Omicidio Bembo, la Corte di Assise di Avellino, presieduta dal giudice Gian Piero Scarlato, dopo circa tre ore di Camera di Consiglio, ha emesso la sentenza nei confronti dei tre imputati a vario titolo per l’accoltellamento del 20enne risalente al primo gennaio del 2024 nell’area di sosta di fronte al bar Verdarina di via Nazionale Torrette a Mercogliano. Ferimento che determinò la morte del giovane dopo 10 giorni di ricovero all’ospedale Moscati di Avellino.
Queste le condanne: 16 anni e 8 mesi di reclusione per Niko Iannuzzi, che materialmente colpì più di una volta Roberto Bembo con il suo coltello, 16 anni per Luca Maria Sciarrillo e 16 anni per il fratello Daniele. La provvisionale per le parti civili costituite, e assistite dall’avvocato Gerardo Santamaria, è fissata in 25mila euro ciascuna. Tra 90 giorni le motivazioni. La decisione, praticamente, mette le condotte dei tre imputati sullo stesso piano.

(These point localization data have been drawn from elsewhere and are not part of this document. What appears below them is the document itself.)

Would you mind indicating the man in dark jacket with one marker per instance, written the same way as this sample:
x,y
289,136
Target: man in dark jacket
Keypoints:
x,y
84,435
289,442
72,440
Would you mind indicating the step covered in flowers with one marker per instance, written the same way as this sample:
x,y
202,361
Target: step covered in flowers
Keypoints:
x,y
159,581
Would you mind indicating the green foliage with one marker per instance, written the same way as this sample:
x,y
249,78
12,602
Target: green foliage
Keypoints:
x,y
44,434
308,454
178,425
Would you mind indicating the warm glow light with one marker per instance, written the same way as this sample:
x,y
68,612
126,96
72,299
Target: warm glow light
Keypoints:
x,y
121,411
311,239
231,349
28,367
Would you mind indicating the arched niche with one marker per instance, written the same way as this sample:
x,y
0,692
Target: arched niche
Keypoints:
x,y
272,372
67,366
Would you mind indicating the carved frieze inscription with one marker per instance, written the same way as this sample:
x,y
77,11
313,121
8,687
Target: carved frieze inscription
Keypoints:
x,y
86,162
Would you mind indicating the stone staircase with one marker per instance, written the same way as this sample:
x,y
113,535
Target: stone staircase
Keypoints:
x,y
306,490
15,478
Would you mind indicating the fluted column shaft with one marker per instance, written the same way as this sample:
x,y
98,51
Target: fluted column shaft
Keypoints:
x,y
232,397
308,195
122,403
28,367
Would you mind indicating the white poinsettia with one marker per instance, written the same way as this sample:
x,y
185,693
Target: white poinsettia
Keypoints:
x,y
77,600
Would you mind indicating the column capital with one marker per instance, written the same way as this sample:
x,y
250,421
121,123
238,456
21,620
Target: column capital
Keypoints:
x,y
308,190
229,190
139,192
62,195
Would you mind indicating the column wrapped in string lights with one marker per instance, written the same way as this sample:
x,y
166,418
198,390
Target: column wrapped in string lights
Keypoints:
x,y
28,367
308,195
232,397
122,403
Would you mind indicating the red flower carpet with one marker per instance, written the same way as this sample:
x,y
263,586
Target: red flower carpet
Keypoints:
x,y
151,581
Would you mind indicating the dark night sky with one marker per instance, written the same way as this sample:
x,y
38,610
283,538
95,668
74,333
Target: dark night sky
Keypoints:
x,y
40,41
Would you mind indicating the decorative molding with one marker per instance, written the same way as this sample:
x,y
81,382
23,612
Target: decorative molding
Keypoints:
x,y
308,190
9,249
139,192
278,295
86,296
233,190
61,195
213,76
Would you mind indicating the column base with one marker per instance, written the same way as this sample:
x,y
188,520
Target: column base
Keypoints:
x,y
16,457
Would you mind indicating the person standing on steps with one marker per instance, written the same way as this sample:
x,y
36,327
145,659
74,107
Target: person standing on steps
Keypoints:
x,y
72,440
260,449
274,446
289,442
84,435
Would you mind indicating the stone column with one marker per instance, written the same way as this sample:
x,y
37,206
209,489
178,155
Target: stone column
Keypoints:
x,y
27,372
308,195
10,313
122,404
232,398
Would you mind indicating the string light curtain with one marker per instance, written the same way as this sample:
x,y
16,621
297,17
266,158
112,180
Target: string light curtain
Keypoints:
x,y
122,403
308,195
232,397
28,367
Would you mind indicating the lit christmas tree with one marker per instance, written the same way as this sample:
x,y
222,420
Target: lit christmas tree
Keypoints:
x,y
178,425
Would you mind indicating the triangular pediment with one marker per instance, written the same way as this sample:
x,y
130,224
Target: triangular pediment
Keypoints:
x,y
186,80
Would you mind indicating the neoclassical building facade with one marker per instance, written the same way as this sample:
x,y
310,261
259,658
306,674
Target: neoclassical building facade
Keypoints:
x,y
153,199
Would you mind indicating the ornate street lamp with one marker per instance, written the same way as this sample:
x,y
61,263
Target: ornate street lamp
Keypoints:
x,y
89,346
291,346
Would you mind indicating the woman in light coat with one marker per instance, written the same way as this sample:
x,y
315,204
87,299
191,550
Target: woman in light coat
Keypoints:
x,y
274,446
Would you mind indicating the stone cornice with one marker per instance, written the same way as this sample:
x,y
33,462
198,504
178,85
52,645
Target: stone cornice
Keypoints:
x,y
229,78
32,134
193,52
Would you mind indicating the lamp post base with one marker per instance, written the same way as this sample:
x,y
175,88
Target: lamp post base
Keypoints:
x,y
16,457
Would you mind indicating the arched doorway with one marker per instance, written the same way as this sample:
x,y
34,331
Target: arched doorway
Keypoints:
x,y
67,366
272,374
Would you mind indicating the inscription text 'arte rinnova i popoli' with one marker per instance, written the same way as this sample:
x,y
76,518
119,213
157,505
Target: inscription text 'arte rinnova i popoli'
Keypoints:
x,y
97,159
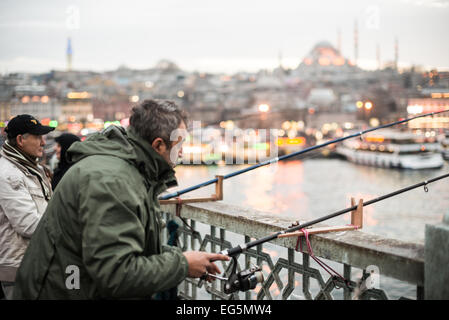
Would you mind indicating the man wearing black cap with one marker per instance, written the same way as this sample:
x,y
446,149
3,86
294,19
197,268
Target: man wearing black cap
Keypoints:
x,y
24,192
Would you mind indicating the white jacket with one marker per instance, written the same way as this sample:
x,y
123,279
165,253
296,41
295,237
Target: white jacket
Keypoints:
x,y
22,204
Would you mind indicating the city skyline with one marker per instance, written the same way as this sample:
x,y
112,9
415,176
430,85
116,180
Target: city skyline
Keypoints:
x,y
218,37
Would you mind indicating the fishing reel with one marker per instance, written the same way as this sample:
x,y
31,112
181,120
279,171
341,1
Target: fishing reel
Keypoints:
x,y
244,280
240,281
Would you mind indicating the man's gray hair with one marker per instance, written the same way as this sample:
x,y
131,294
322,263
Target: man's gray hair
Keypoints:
x,y
157,119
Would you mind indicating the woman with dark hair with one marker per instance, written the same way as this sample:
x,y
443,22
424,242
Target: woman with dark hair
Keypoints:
x,y
63,142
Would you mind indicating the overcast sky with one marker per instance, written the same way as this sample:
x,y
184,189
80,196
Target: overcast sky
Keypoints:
x,y
217,36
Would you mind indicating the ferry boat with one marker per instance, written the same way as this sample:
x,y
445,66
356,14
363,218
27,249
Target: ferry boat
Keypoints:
x,y
393,149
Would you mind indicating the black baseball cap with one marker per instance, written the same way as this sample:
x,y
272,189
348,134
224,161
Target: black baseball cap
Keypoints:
x,y
25,123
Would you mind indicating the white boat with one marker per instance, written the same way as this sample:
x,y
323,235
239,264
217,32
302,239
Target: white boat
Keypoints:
x,y
445,147
393,149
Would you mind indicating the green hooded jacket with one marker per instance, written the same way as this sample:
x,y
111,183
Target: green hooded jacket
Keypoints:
x,y
100,235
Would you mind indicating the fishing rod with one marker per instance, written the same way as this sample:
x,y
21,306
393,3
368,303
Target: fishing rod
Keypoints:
x,y
248,279
239,249
284,157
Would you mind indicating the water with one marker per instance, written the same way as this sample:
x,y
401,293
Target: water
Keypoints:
x,y
307,189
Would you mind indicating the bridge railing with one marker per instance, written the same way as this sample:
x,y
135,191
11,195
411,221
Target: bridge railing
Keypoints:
x,y
376,267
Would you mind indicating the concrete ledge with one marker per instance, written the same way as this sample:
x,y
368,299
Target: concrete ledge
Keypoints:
x,y
397,259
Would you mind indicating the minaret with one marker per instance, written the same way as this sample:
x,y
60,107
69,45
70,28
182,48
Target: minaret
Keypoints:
x,y
356,43
339,40
396,53
280,59
379,64
69,55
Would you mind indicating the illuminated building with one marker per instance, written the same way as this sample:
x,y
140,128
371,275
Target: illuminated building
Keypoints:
x,y
325,62
417,106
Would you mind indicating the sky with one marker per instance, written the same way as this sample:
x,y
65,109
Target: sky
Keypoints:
x,y
217,36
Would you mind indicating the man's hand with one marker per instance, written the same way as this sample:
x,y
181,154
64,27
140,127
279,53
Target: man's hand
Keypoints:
x,y
200,262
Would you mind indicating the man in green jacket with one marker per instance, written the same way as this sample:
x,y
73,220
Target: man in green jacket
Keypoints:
x,y
100,235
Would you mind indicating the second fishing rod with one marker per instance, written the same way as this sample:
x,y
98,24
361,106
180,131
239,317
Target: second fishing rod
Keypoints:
x,y
284,157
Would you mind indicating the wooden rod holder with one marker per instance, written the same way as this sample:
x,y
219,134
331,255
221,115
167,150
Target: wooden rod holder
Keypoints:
x,y
215,197
356,223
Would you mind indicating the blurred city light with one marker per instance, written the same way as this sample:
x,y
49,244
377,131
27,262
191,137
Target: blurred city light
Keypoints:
x,y
264,107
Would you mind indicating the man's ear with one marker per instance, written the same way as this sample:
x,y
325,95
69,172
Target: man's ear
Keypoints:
x,y
159,145
19,140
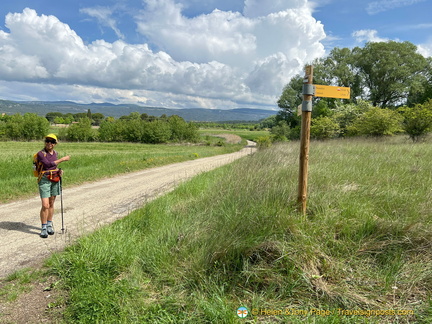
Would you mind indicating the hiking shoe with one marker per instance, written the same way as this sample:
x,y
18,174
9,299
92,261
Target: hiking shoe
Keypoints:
x,y
44,233
50,230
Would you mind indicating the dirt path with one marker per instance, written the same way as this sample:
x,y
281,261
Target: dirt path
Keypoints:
x,y
88,207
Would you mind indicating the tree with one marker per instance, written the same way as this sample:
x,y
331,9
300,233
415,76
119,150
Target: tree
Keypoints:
x,y
81,132
388,70
421,91
417,121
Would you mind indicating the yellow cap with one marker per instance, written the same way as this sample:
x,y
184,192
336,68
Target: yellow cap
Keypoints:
x,y
52,136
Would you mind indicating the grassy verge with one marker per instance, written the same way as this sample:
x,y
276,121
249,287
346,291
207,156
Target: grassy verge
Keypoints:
x,y
232,237
245,134
91,161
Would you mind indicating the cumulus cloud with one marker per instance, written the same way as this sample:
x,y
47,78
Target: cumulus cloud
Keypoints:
x,y
368,35
385,5
216,59
104,17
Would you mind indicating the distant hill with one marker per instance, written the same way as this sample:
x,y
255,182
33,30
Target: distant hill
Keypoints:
x,y
189,114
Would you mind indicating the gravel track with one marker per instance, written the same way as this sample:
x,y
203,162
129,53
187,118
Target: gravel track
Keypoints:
x,y
90,206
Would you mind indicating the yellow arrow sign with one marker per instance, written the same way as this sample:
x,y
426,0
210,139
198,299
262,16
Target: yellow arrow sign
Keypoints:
x,y
332,92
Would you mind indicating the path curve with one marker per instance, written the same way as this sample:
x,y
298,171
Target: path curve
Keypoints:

Il pm Vincenzo Toscano lo scorso 11 dicembre, dopo oltre tre ore di requisitoria, aveva chiesto, rispettivamente, 25 anni di reclusione per il primo e, nell’ordine 21 anni e 9 mesi e 8 anni di reclusione, per i fratelli Sciarrillo.
Al pronunciamento del verdetto di primo grado si è arrivati dopo una lunga udienza caratterizzata dall’arringa dell’avvocato della difesa Gaetano Aufiero. Quest’ultimo, rivolgendosi alla Corte, aveva esordito dicendo: “È la prima volta che mi imbatto in un processo così mediatico, già giudicato altrove”. Poi l’accento sulle testimonianze definite “false” da parte degli amici della vittima e il passaggio sul manifestato affisso davanti al Tribunale con la scritta “vergogna”, stigmatizzato dal penalista avellinese.
Al centro della sua tesi difensiva le immagini immortalate dalle telecamere di videosorveglianza rispetto alle quali Aufiero ha affermato come Bembo sia tornato a cercare lo scontro dopo che la rissa, inizialmente partita per un parcheggio, era stata già sedata. Da qui la richiesta di configurare il reato di eccesso colposo di legittima difesa.
“Bembo torna indietro perché gli aggrediti scappano – ha spiegato il penalista che difende gli imputati con il collega Stefano Vozzella – e in quei 18 secondi testimoniati dal video Nico Iannuzzi, ha utilizzato il coltello. Avrebbe potuto evitarlo? Ha scelto di usarlo. Ma bisogna calarsi in quel momento e comprendere cosa avrebbe dovuto fare. L’accoltellamento, in ogni caso, non si è avuto per lo sguardo, l’accoltellamento si è avuto per l’aggressione”.